Welcome Guest! To enable all features please Login or Register.

Notification

Icon
Error

Optimize reuse of TestHost*.exe processes
GreenMoose
#1 Posted : Friday, June 15, 2018 2:37:20 PM(UTC)
Rank: Advanced Member

Groups: Registered
Joined: 6/17/2012(UTC)
Posts: 390

Thanks: 85 times
Was thanked: 40 time(s) in 39 post(s)
[v3.17.0.2]
I have recently come back to work in a large solution (with 14k tests) and I notice whenever I run non-trivial amount of tests the throughput with NCrunch is dreadfully slow (compared to how I remembered it).

I noticed that TestHost processes are constantly being created/terminated. If I recall correctly, NCrunch tend to reuse processes more often back in the days?

See screencast video example http://recordit.co/xA0AKihvAB
("Rows" at top right = Sql statements towards db, the tests themselves should be fairly CPU relaxed since SQL Server should do most of the job so the CPU spikes should be when the NHibernate factory is initialized).
Video Screenshot

It seems like pretty much every "Run X Tests" batch will spawn a new TestHost process (which in turn takes about 8s to initialize due to NHibernate config spin-up).
I have tried to set settings "as high as I can" (8 core machine) but it does not seem to matter:
NCrunch Perf Settings


Core load is pretty much idle at 0%, I've disabled all grid nodes and solution have 15 test projects (in order to avoid having 1 giant test project taking forever to analyze/compile).

Any ideas?

Thanks.
Remco
#2 Posted : Saturday, June 16, 2018 12:54:59 AM(UTC)
Rank: NCrunch Developer

Groups: Administrators
Joined: 4/16/2011(UTC)
Posts: 5,277

Thanks: 695 times
Was thanked: 856 time(s) in 814 post(s)
Thanks for sharing this problem. Is there any chance you could submit a bug report? The volume of log data here might reduce the effectiveness of the bug report system, but there's still a chance I might be able to find useful information in there.
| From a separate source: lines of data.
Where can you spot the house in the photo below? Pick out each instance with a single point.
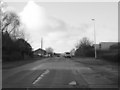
(40, 52)
(105, 45)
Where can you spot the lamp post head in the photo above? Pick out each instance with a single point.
(93, 19)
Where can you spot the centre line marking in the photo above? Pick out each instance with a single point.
(41, 76)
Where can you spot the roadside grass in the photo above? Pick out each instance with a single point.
(14, 64)
(93, 61)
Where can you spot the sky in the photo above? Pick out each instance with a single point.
(63, 24)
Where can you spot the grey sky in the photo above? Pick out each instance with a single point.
(70, 21)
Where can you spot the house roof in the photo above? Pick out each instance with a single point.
(39, 50)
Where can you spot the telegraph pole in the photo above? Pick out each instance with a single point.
(94, 38)
(41, 43)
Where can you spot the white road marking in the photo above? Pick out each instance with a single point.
(41, 76)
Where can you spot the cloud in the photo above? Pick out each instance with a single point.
(55, 32)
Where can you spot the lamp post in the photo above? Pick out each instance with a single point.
(94, 38)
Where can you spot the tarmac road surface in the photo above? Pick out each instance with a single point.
(59, 72)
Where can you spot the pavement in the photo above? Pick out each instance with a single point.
(60, 72)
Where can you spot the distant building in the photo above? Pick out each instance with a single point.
(40, 52)
(105, 45)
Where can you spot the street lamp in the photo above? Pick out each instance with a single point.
(94, 38)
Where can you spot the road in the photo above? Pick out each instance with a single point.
(60, 72)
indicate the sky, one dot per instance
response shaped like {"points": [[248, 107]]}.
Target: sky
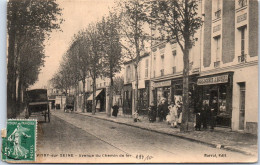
{"points": [[77, 14]]}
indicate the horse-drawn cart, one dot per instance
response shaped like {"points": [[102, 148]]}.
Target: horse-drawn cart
{"points": [[37, 102]]}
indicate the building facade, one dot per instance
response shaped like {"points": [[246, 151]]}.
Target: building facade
{"points": [[229, 70], [143, 85], [223, 65]]}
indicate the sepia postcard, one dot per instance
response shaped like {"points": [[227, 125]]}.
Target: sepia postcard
{"points": [[131, 81]]}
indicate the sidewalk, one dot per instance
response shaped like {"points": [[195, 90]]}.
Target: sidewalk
{"points": [[224, 139]]}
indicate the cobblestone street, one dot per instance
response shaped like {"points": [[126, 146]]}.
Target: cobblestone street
{"points": [[83, 136]]}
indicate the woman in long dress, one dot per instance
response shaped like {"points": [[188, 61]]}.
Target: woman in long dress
{"points": [[172, 117]]}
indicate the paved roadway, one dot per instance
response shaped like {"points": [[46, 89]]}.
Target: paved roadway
{"points": [[95, 140]]}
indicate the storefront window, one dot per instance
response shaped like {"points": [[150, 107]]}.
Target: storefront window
{"points": [[222, 100]]}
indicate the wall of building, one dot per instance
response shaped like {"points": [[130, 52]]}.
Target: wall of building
{"points": [[249, 75]]}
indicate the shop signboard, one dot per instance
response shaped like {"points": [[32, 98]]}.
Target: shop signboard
{"points": [[141, 84], [162, 84], [213, 80]]}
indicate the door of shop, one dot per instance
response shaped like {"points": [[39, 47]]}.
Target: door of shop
{"points": [[242, 106]]}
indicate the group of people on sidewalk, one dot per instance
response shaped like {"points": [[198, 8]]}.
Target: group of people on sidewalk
{"points": [[172, 114]]}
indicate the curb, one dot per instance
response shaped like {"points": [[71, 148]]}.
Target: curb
{"points": [[219, 146]]}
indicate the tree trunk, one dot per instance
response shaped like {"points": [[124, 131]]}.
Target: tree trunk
{"points": [[110, 101], [11, 75], [61, 102], [75, 98], [185, 107], [10, 66], [136, 88], [19, 93], [84, 97], [94, 96]]}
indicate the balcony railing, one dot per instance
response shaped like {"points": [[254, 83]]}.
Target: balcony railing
{"points": [[218, 14], [174, 70], [216, 64], [162, 72], [242, 58]]}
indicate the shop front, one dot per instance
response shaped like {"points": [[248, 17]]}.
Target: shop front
{"points": [[216, 92], [161, 90]]}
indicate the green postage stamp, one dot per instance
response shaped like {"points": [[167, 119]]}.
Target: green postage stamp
{"points": [[19, 142]]}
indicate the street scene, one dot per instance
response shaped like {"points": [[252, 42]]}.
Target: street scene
{"points": [[111, 139], [134, 81]]}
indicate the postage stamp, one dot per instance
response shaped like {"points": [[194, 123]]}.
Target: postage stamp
{"points": [[20, 141]]}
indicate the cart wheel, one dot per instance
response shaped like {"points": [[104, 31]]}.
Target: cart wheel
{"points": [[49, 119]]}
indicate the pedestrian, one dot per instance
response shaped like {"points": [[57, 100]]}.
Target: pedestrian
{"points": [[172, 116], [205, 112], [152, 113], [213, 113], [136, 116], [115, 110], [179, 112], [198, 121], [161, 110]]}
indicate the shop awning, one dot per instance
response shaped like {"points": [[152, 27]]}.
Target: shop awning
{"points": [[97, 93]]}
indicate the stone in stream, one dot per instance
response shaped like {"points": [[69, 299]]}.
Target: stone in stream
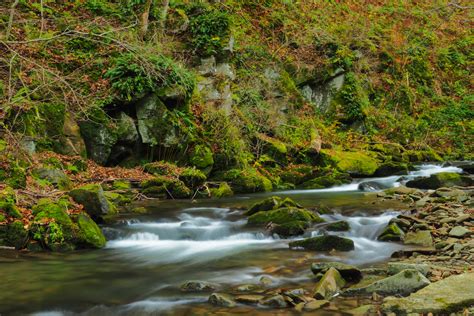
{"points": [[324, 243], [441, 298], [221, 299], [419, 238], [391, 233], [198, 286], [402, 283], [396, 267], [339, 226], [459, 232], [330, 284], [348, 272]]}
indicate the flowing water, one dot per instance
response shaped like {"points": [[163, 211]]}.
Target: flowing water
{"points": [[149, 256]]}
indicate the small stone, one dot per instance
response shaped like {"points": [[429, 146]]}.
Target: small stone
{"points": [[459, 232]]}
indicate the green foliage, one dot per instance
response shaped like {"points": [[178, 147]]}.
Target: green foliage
{"points": [[209, 30], [132, 77]]}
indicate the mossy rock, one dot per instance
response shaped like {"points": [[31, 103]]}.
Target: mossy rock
{"points": [[271, 203], [340, 226], [327, 181], [202, 158], [438, 180], [224, 190], [192, 177], [391, 168], [284, 216], [56, 177], [89, 235], [391, 233], [92, 197], [247, 181], [356, 163], [13, 235], [324, 243]]}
Are you making use of any NCrunch.Framework attributes?
GreenMoose
#3 Posted : Monday, June 18, 2018 7:07:07 AM(UTC)
Rank: Advanced Member

Groups: Registered
Joined: 6/17/2012(UTC)
Posts: 390

Thanks: 85 times
Was thanked: 40 time(s) in 39 post(s)
Remco;12345 wrote:
Thanks for sharing this problem. Is there any chance you could submit a bug report? The volume of log data here might reduce the effectiveness of the bug report system, but there's still a chance I might be able to find useful information in there.

Bug report submitted.

Remco;12345 wrote:
Are you making use of any NCrunch.Framework attributes?
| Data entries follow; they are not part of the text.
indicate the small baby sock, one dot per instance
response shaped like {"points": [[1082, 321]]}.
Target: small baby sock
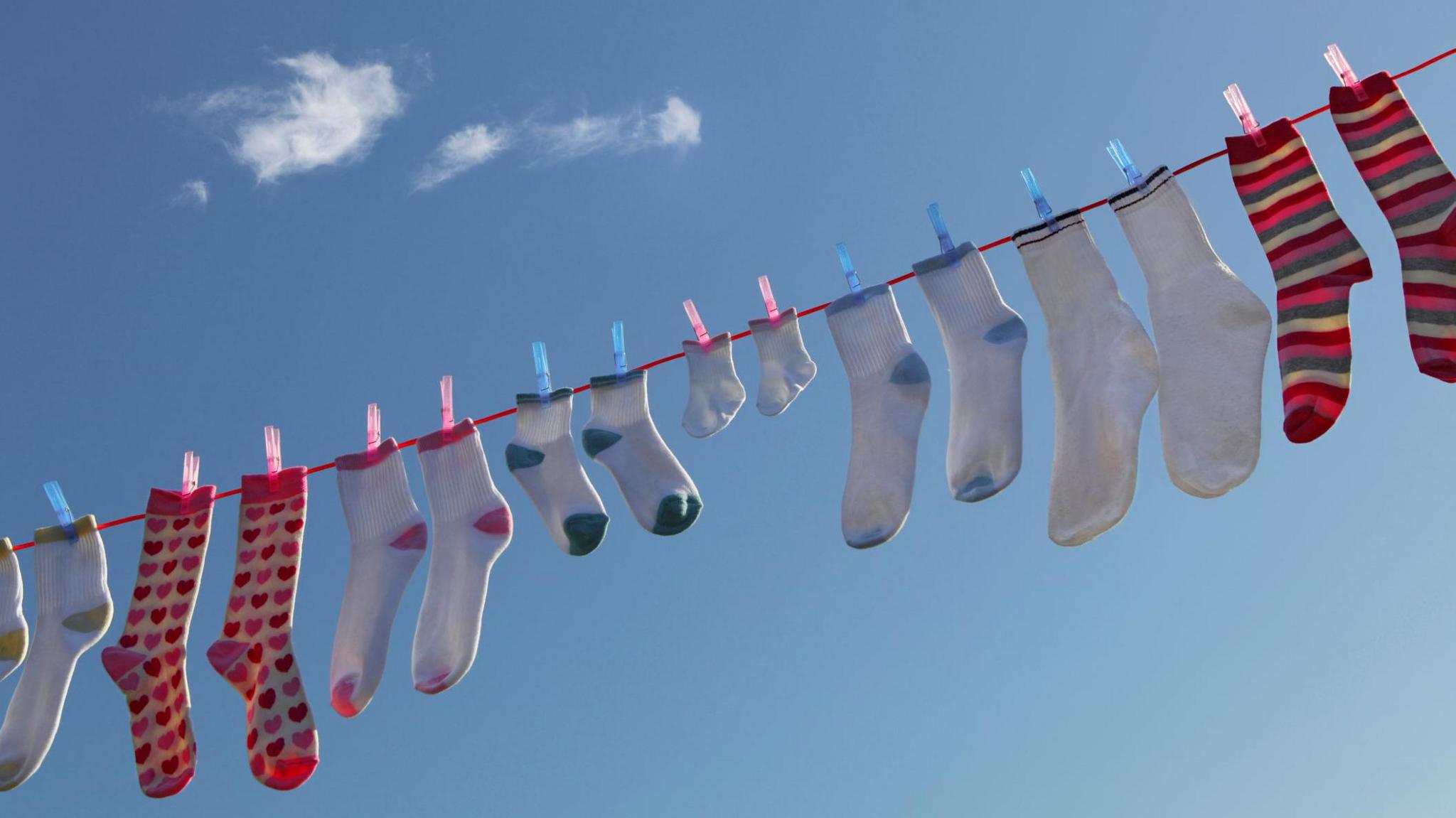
{"points": [[714, 390], [387, 537], [73, 610], [472, 529], [1104, 375], [255, 652], [542, 458], [785, 365], [983, 340], [622, 437], [1211, 337], [889, 392], [149, 661]]}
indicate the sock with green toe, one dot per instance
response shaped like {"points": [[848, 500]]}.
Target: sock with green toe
{"points": [[543, 459], [75, 612], [622, 437]]}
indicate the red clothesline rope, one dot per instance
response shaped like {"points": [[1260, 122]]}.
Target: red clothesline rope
{"points": [[811, 311]]}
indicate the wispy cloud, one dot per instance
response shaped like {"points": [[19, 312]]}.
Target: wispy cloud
{"points": [[329, 114], [461, 152]]}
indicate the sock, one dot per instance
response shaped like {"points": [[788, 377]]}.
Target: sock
{"points": [[714, 390], [1315, 259], [622, 437], [73, 613], [14, 632], [472, 527], [983, 340], [149, 662], [543, 459], [1417, 194], [387, 537], [1104, 373], [255, 652], [889, 390], [785, 365], [1214, 334]]}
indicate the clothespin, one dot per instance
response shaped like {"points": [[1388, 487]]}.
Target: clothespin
{"points": [[1241, 109], [947, 245], [768, 298], [850, 268], [1342, 66], [542, 369], [1043, 208], [63, 511], [1125, 162], [273, 446], [698, 323]]}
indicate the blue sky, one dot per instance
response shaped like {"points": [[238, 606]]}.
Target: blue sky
{"points": [[1282, 651]]}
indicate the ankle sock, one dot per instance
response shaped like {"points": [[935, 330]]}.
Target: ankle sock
{"points": [[542, 458], [983, 341], [1211, 335], [785, 365], [73, 610], [1104, 373], [149, 661], [472, 529], [387, 537], [889, 392], [1415, 193], [1315, 261], [255, 652], [622, 437]]}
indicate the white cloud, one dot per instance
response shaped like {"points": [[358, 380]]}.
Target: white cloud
{"points": [[329, 114], [459, 152]]}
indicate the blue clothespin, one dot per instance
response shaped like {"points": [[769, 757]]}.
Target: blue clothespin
{"points": [[850, 268], [63, 511], [947, 245], [1125, 162], [542, 369], [1043, 208]]}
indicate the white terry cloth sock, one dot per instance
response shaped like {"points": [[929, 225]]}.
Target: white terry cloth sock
{"points": [[472, 527], [14, 630], [542, 458], [785, 365], [1104, 373], [622, 437], [889, 392], [73, 613], [983, 341], [387, 537], [1211, 338], [714, 390]]}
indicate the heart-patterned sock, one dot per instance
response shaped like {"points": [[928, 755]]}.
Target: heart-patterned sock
{"points": [[255, 652], [149, 662]]}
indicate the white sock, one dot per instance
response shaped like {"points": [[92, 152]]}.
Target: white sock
{"points": [[543, 459], [714, 390], [622, 437], [387, 537], [889, 390], [1104, 373], [472, 527], [73, 613], [1211, 338], [786, 367], [14, 630], [983, 341]]}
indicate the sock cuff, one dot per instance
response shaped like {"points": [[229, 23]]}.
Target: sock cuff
{"points": [[868, 330]]}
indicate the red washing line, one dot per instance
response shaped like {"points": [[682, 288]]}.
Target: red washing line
{"points": [[811, 311]]}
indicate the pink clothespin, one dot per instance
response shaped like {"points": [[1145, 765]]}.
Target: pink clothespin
{"points": [[1241, 109]]}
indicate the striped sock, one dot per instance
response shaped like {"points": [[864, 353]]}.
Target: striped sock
{"points": [[1315, 259], [1415, 191]]}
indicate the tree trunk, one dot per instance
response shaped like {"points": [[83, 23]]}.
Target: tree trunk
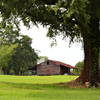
{"points": [[91, 69]]}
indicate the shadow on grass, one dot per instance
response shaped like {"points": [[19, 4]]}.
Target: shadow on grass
{"points": [[34, 86]]}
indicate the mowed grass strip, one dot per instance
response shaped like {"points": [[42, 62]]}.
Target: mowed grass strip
{"points": [[42, 88]]}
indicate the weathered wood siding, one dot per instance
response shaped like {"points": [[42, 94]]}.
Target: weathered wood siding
{"points": [[48, 69]]}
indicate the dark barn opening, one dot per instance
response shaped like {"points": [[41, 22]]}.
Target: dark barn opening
{"points": [[64, 70]]}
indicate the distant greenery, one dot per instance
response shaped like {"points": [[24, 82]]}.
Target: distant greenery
{"points": [[80, 66], [43, 88]]}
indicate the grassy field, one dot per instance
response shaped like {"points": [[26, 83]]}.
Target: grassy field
{"points": [[42, 88]]}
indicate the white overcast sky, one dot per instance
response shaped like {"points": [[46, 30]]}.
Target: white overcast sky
{"points": [[62, 52]]}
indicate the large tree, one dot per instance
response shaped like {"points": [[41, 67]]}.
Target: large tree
{"points": [[72, 18]]}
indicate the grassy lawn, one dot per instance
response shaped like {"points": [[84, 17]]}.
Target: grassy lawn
{"points": [[42, 88]]}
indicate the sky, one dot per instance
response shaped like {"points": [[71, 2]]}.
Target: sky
{"points": [[62, 52]]}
Yes: Explicit, ExclusivelyUses, RequiresCapability and Serial it seems.
Remco
#4 Posted : Tuesday, June 19, 2018 1:32:52 AM(UTC)
Rank: NCrunch Developer

Groups: Administrators
Joined: 4/16/2011(UTC)
Posts: 5,277

Thanks: 695 times
Was thanked: 856 time(s) in 814 post(s)
Thanks for sharing the report.

In the approximately 2 minute capture included in the report, the engine successfully re-used test processes 11 times, and in 4 cases needed to start new ones. I couldn't find anything unusual about the process signatures that would force the engine to unnecessarily restart them.

How have you configured NHibernate to start up? Is this being done once per process using static state?

If you have the resources, it might be worth further increasing the number of processes you have in your process pool. It's quite possible that the distribution of tests between your multiple test projects is creating a scenario where the engine is pushing back and forward between different types of process to support its concurrency demands, and that the process pool isn't able to store enough of them to work efficiently.
GreenMoose
#5 Posted : Tuesday, June 19, 2018 6:48:36 AM(UTC)
Rank: Advanced Member

Groups: Registered
Joined: 6/17/2012(UTC)
Posts: 390

Thanks: 85 times
Was thanked: 40 time(s) in 39 post(s)
Remco;12351 wrote:
How have you configured NHibernate to start up? Is this being done once per process using static state?

Yeah, once per process using static state.

When I rerun it this morning to verify (although I rebooted computer yesterday) I cannot reproduce it either (it reuses the processes and does not look anything like the screencast video in my initial post).
I tried wiping NCrunch cache as well but it didn't change the outcome. Maybe overall memory usage in the OS could be the culprit.

Anyhow I'll leave this for now since it seems to be working, thanks.
GreenMoose
#6 Posted : Tuesday, June 19, 2018 1:42:52 PM(UTC)
Rank: Advanced Member

Groups: Registered
Joined: 6/17/2012(UTC)
Posts: 390

Thanks: 85 times
Was thanked: 40 time(s) in 39 post(s)
A follow-up when I did a test with grid nodes connected, just for FYI :)

I created a simple counter in a shared file for tests explicitly using the Database (which requires NHibernate spin-up). This file was not touch by non-db tests, and the number in it was bumped on each new process.
I had 1 local runner and 2 grid node runners, i.e. total 3 test hosts.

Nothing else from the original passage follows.